The reason is confidence. Clear guardrails around data usage, access controls, rate limits, and evaluation criteria allow stakeholders to approve deployments without fear of unquantified risk. Without these safeguards, many AI initiatives stall indefinitely at the proof-of-concept stage.
In highly regulated industries, governance is not optional. But Databricks’ data shows it is also a competitive advantage, enabling faster and broader adoption of agentic systems.
Where agentic AI delivers value today
Despite the futuristic perception of autonomous agents, most enterprise value today comes from automating routine but essential work.
Databricks’ analysis highlights sector-specific patterns:
- Manufacturing and automotive: 35% of AI use cases focus on predictive maintenance
- Healthcare and life sciences: 23% involve medical literature synthesis and analysis
- Retail and consumer goods: 14% focus on market intelligence and demand forecasting
Across industries, 40% of top AI use cases address customer-centric functions such as support, onboarding, and advocacy. These applications reduce response times, lower costs, and improve consistency—benefits that are measurable and scalable.
Crucially, these “boring” use cases build the operational foundation required for more advanced agentic systems in the future.
A shift in executive mindset
For enterprise leaders, the lesson is clear: competitive advantage no longer comes from simply adopting AI tools, but from how those tools are engineered, governed, and integrated.
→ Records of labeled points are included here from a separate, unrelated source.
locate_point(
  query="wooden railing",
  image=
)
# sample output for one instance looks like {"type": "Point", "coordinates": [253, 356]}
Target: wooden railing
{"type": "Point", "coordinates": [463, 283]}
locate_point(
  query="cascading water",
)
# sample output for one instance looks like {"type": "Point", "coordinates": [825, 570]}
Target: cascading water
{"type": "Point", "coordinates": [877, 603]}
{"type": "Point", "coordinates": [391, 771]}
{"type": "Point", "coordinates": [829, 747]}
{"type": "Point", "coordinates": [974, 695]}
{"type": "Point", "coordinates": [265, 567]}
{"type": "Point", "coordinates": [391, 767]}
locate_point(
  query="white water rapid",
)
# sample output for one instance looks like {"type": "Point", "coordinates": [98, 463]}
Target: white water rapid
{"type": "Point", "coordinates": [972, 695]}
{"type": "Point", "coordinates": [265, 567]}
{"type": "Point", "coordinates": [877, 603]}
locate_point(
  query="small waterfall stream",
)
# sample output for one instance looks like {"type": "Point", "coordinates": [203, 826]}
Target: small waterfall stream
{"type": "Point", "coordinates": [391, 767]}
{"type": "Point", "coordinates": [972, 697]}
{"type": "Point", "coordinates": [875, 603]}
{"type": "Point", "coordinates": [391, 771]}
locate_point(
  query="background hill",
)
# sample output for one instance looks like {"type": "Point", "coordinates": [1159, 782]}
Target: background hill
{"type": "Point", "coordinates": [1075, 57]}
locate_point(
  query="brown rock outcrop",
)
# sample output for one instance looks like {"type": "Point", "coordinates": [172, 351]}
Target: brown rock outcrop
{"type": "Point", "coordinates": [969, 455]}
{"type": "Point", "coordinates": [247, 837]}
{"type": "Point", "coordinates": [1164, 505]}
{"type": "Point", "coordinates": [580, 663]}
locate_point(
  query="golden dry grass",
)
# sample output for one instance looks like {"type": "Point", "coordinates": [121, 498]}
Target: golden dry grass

Dael Williamson, EMEA CTO at Databricks, says the conversation has fundamentally changed.
“For businesses across EMEA, the focus has moved from AI experimentation to operational reality,” Williamson explains. “AI agents are already running critical parts of enterprise infrastructure, but the organisations seeing real value are those treating governance and evaluation as foundations, not afterthoughts.”
He adds that long-term differentiation depends on openness and interoperability.
“Open platforms allow organisations to apply AI to their own data and workflows, rather than relying on embedded features that deliver short-term productivity but little strategic advantage,” Williamson says.
In regulated markets especially, the combination of control, transparency, and flexibility is what separates successful deployments from stalled pilots.
Agentic AI as enterprise infrastructure
Databricks’ data paints a picture of AI’s next phase: less visible, more embedded, and far more consequential.
Agentic systems are not replacing human workers wholesale. Instead, they are absorbing the coordination, execution, and verification tasks that slow organisations down. As these systems mature, AI becomes less of a standalone product and more like electricity—essential, ubiquitous, and largely invisible.
For enterprises, the challenge is no longer whether to adopt AI, but whether their infrastructure, governance, and operating models are ready for a world where software systems think, plan, and act on their behalf.
In that context, agentic AI is not just another trend. It represents a structural shift in how modern organisations function.